DoorDash typically negotiates a commission with the restaurant chain, and sometimes menu prices posted on DoorDash’s sites are marked up slightly, though both DoorDash head of business development Prahar Shah and Taco Bell declined to comment on the specifics of the partnership.
Customers will not be able to order food for delivery through Taco Bell’s app just yet. Lieberman said the company is exploring how to integrate delivery into the mobile app. Delivery service will likely evolve as things progress, she said.
Taco Bell will listen to users on social media, using the hashtag #tacobelldelivery, to gain insight into where delivery should be offered next.
On Wednesday, Taco Bell plans to reach out to fans via Periscope, SnapChat and Twitter, and more targeted marketing will focus on regions where customers can access delivery.
“We’re moving at the speed of a very fast-moving, on-demand economy,” Lieberman said. “Ultimately we’re just at the beginning of our journey.”
For Taco Bell, offering delivery is a natural next step after launching a mobile app last year, which allows users to order and pay ahead.
Taco Bell CEO Brian Niccol said earlier this year that delivery was the No. 1 request from customers, as a growing number of restaurant chains attempt to become more accessible, “on demand” brands.
“We were one of the first to redefine convenience at QSR with our mobile app, and knowing that delivery is the No. 1 request from our consumers, we see a tremendous opportunity to bring the Taco Bell experience to fans where and when they want it most,” Niccol said in a statement. “Taco Bell has always been about value and convenience, and we believe delivery is the next step in catering to today’s on-demand culture that’s driving consumer behavior.”
The partnership with Taco Bell is a big win for DoorDash, one of a growing number of technology-driven delivery players that are providing the app-to-door “last mile” service in the style of Uber, using a team of independent contractors as couriers.

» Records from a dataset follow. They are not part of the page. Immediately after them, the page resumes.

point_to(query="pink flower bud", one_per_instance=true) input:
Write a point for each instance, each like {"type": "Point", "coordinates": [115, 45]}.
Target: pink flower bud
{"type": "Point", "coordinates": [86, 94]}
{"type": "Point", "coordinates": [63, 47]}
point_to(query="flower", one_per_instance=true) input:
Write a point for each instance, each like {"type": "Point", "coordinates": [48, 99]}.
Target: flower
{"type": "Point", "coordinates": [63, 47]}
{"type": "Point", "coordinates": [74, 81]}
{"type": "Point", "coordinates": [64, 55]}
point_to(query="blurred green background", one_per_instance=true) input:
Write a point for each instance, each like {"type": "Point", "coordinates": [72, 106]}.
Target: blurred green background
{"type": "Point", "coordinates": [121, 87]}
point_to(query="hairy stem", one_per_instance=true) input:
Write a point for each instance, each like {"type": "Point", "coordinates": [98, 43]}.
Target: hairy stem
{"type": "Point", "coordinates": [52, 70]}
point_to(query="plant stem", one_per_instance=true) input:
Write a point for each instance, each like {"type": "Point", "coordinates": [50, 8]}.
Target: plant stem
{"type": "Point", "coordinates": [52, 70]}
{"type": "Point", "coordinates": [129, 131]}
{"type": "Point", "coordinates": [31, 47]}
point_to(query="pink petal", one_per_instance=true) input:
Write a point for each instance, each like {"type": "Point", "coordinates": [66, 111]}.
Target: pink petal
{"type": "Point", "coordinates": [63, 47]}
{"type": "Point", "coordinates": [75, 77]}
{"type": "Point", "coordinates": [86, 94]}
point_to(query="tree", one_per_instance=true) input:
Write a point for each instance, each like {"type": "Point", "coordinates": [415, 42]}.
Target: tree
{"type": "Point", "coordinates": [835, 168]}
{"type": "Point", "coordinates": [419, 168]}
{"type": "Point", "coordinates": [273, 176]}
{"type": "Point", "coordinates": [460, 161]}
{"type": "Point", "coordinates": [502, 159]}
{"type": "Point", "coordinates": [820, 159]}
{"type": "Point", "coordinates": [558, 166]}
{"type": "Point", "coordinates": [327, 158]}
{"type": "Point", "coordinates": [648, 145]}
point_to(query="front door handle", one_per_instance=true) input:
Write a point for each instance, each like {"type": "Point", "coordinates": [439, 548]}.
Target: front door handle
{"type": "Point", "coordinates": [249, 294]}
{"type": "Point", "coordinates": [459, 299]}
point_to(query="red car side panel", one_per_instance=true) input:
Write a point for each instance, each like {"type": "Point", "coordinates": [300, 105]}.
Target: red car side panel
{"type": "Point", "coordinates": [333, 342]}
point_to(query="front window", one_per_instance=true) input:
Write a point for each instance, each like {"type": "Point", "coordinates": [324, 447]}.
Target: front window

DoorDash prioritizes customer experience
Taco Bell is DoorDash’s first national partner, but more restaurant chains are expected to sign on with the growing tech company in the coming months.
Postmates, which uses a similar model, has captured a number of high-profile restaurant chains, including Chipotle Mexican Grill, some McDonald’s markets and Starbucks.
Two-year-old DoorDash is eager to catch up. The company has earned $60 million in funding from venture capital firm Kleiner Perkins, Sequoia Capital and other investors, including Khosla Ventures, Charles River Ventures, Pejman Mar Ventures and Ted Zagat of Zagat Survey.
DoorDash touts its sophisticated algorithms that match a driver with a restaurant to ensure speedy delivery. In tests, Taco Bell said the average delivery time was about 38 minutes.
“Our technology is what enables us to build the fastest, easiest, most affordable way for customers to receive on-demand deliveries,” DoorDash CEO Tony Xu said. “Our algorithms do the hard work that we think only technology can solve. That’s why we always say we’re a technology company starting in food versus a food company that happens to be in technology.”
Shah said the delivery provider has focused on quality over quantity.
“We here at DoorDash care about going deep with our partners. It’s not about launching vastly and making a splash, it’s about offering the best customer experience,” he said.